One way I can do better is to include more Indigenous perspectives in Community Notes. For this issue, we contracted Nickita Longman, a Saskatchewan-based freelance writer for one of our features “Ripple Effects: Two Prairie Cases Involving Indigenous Youth Rattle the Country”. I hope this story helps us all understand how we can do better.

Stephen Loo

Director, Advancement and Alumni Relations

P.S. Your comments and feedback on Community Notes are always welcome – please send them to stp.alumni@uwaterloo.ca.

Message from the Principal

Richard MyersI’m willing to bet that during your time here, someone introduced you to musicians you hadn’t heard before that influenced your musical tastes. (In my case, it was Genesis.) But what about books? College life should be a time when you’re exposed to new authors who will take you into worlds you haven’t experienced before, and may not discover on your own. That’s why I’m enthusiastic about launching a new book collection for the Edward Jackman Reading Room, to provide students with a range of quality leisure reading. I think this initiative will strengthen our community and help provide students from all faculties with a well-rounded educational experience. I hope you’ll enjoy Beth Bohnert’s feature story about this project.

Speaking of books, I’m pleased to report that we have installed a permanent display of books published by St. Paul’s faculty over the years. We have an academic mandate and the most visible component of that mandate is teaching, but teaching is only one part. All respectable academic institutions assume that the role of faculty is not only to disseminate knowledge of their field, through teaching, but to expand and deepen our knowledge of that field through research and scholarship. So, the scholarly work of our faculty is an important part of the work of the College as a whole and it is, in some quarters, the most significant measure of the quality of our institution. In a lunch meeting with the University President last May, one of my college counterparts asked him what we, the Colleges, can do to help advance the work of the University. His response – without the slightest hesitation – was hire faculty who are top-notch scholars.

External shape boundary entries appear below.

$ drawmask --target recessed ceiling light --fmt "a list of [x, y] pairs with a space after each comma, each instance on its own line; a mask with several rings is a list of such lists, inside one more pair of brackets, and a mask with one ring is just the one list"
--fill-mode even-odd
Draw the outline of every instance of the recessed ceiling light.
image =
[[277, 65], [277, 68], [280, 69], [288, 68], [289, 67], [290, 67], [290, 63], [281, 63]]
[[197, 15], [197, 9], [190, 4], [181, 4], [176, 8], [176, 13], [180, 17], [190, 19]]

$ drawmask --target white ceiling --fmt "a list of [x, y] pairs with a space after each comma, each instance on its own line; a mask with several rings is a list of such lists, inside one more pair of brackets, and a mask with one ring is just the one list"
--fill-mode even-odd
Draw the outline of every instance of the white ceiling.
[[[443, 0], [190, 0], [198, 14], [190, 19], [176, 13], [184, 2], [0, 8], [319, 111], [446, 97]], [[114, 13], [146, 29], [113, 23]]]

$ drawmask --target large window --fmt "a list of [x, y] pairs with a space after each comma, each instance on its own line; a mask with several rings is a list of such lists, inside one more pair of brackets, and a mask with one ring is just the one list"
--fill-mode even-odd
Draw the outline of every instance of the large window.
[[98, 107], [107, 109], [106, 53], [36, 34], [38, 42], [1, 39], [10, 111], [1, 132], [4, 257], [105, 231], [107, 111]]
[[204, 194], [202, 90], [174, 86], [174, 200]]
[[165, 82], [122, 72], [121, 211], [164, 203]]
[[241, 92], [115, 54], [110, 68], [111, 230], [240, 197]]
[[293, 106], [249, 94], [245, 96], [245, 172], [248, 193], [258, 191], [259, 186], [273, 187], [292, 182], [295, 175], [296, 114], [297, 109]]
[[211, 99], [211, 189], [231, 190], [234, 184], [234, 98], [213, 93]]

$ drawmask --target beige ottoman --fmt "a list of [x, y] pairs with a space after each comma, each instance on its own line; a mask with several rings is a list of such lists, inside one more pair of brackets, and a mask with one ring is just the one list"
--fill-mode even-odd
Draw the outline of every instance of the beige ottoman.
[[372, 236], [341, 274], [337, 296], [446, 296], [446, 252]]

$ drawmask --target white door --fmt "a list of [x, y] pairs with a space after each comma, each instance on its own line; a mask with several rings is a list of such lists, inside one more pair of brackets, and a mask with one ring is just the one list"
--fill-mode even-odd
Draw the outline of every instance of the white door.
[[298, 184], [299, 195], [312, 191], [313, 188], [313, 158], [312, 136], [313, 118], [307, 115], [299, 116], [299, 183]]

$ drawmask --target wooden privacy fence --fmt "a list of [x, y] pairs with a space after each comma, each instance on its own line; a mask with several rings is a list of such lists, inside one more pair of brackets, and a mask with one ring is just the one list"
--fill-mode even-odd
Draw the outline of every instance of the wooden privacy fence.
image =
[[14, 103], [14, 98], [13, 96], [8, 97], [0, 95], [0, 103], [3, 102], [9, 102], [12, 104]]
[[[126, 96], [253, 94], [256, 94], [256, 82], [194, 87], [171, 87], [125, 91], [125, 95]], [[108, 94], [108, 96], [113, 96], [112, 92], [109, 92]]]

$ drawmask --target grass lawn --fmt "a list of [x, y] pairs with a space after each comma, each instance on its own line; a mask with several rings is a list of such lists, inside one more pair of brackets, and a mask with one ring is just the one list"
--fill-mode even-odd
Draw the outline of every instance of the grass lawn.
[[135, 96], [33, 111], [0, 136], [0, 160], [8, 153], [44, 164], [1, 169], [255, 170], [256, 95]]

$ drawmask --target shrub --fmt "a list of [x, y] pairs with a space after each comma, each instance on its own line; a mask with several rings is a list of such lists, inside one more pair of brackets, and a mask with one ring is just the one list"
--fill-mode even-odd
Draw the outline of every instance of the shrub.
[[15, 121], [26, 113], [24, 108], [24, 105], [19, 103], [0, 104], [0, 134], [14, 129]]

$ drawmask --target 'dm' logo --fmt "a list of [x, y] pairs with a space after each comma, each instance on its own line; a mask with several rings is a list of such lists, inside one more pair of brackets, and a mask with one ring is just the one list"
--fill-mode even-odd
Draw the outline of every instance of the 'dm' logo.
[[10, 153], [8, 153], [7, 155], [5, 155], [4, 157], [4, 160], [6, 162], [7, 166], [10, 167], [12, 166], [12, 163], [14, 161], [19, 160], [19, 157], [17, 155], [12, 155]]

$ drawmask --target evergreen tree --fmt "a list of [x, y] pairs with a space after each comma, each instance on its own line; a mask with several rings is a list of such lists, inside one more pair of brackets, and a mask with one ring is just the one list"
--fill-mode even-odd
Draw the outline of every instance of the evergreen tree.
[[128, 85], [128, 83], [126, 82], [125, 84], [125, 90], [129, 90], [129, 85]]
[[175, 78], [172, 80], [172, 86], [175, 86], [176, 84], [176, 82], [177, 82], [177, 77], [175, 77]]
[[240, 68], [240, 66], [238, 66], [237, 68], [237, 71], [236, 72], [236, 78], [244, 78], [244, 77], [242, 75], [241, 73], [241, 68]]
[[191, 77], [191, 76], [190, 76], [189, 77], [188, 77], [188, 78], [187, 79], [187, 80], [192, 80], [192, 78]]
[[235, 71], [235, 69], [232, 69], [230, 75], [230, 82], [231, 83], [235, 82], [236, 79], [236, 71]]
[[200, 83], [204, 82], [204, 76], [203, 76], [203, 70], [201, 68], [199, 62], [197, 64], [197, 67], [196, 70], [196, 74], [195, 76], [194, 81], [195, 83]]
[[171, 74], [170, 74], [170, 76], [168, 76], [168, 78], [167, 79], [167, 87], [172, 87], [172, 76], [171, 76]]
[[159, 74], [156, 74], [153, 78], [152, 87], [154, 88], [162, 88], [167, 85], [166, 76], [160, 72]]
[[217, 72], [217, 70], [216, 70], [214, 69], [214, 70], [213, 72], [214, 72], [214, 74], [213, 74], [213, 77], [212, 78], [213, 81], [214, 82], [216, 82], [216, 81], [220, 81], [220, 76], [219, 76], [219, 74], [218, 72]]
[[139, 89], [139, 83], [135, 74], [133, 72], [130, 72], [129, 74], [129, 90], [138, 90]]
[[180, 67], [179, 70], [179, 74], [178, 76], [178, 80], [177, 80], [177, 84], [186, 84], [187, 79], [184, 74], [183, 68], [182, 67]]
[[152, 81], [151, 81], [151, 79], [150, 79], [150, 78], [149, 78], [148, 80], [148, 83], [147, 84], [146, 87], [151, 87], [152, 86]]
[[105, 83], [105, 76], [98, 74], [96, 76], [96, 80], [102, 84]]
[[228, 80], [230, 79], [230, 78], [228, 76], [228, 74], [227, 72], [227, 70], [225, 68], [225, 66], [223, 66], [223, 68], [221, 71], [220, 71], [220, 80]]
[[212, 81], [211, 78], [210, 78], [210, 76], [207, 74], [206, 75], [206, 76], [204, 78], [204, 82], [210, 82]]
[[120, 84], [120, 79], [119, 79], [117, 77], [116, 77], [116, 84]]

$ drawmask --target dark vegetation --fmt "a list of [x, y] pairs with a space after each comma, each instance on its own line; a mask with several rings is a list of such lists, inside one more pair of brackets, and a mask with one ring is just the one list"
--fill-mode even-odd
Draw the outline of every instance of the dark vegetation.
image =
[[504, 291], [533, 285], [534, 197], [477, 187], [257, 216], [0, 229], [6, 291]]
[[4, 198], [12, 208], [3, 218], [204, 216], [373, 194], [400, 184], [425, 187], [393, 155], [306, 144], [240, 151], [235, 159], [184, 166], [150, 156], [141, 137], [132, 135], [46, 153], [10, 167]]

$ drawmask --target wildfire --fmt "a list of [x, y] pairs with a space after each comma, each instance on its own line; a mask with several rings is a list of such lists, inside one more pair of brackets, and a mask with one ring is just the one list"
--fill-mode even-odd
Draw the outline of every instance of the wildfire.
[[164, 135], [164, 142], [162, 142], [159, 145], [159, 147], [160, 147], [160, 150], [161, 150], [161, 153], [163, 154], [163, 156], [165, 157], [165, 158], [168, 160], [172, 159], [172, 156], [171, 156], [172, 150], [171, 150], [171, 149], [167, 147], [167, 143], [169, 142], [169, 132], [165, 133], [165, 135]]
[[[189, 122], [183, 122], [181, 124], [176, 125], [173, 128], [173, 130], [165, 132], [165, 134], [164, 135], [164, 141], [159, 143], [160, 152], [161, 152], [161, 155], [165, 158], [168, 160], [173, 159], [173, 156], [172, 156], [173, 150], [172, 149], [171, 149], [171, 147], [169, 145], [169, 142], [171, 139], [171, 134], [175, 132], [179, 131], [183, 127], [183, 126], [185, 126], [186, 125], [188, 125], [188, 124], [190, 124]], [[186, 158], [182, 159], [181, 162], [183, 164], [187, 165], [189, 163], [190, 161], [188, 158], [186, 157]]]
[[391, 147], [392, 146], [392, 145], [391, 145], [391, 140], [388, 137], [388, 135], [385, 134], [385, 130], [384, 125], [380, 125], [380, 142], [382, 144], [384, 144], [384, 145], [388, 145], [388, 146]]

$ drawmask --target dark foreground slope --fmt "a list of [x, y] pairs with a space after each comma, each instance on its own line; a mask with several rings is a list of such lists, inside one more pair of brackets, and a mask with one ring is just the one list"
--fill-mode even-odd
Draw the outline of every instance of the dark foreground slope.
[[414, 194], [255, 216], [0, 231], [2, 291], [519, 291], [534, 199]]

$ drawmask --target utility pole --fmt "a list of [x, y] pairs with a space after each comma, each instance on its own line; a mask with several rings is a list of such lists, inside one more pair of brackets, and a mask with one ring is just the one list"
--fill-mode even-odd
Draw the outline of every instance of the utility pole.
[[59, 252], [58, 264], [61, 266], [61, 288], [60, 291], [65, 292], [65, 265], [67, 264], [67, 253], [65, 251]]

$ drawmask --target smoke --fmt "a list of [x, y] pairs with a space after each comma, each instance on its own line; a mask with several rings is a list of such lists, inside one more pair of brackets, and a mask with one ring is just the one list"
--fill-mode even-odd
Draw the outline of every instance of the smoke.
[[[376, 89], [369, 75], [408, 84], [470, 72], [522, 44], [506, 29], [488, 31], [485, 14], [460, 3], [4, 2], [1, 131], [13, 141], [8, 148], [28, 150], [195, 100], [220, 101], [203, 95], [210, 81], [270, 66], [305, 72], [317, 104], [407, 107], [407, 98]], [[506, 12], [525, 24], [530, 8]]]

Yet for most of our community, the College’s scholarly work is almost invisible. That’s partly because you can’t see it like you can see classes being taught. But it’s also because we haven’t done enough to make it visible. That’s why we’ve created this new exhibit of faculty publications: two large display cases, housing several dozen books, just outside Alumni Hall. Come see it sometime – you’ll be impressed by the academic chops of your College!